University of North Carolina-Chapel Hill, Department of Psychology, NC, United States.
Schizophr Res. 2011 Feb;125(2-3):247-56. doi: 10.1016/j.schres.2010.08.006.
The Graduated Recovery Intervention Program (GRIP) is a new individual cognitive-behavioral therapy program designed to facilitate functional recovery in people who have experienced an initial episode of psychosis. The purposes of this study were to evaluate the feasibility and tolerability of the GRIP intervention, and to compare the effectiveness of GRIP versus treatment as usual (TAU) for improving specific clinical and psychosocial outcomes. Forty-six individuals with first episode psychosis were randomized to GRIP+TAU or TAU alone. Primary outcomes focused on social and role functioning, and quality of life. Secondary outcomes included psychotic symptoms, depression, substance use, social support, attitudes toward medications, well-being, and hospitalizations. The results indicate that GRIP was well-tolerated, as evidenced by good attendance and low drop-out rates, and well-received (based on positive feedback from participants). Although the majority of mixed model analyses were not statistically significant, examination of within-group changes and effect sizes suggests an advantage for GRIP over TAU in improving functional outcomes. These advantages and the fact that the GRIP intervention demonstrated feasibility and tolerability suggest that this intervention is worthy of further investigation.
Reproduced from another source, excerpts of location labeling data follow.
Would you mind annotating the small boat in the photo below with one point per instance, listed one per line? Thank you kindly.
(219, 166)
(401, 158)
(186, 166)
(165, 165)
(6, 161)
分级康复干预方案(GRIP)是一种新的个体认知行为疗法方案,旨在促进经历首次精神病发作的人群的功能康复。本研究的目的是评估 GRIP 干预的可行性和耐受性,并比较 GRIP 与常规治疗(TAU)在改善特定临床和心理社会结局方面的效果。46 名首发精神病患者被随机分配到 GRIP+TAU 或 TAU 组。主要结局指标聚焦于社会和角色功能以及生活质量。次要结局指标包括精神病症状、抑郁、物质使用、社会支持、对药物的态度、幸福感和住院情况。结果表明,GRIP 具有良好的耐受性,表现在高出席率和低辍学率,以及良好的接受度(基于参与者的积极反馈)。尽管大多数混合模型分析没有统计学意义,但组内变化和效应大小的检查表明,GRIP 在改善功能结局方面优于 TAU。这些优势以及 GRIP 干预方案表现出的可行性和耐受性表明,该干预方案值得进一步研究。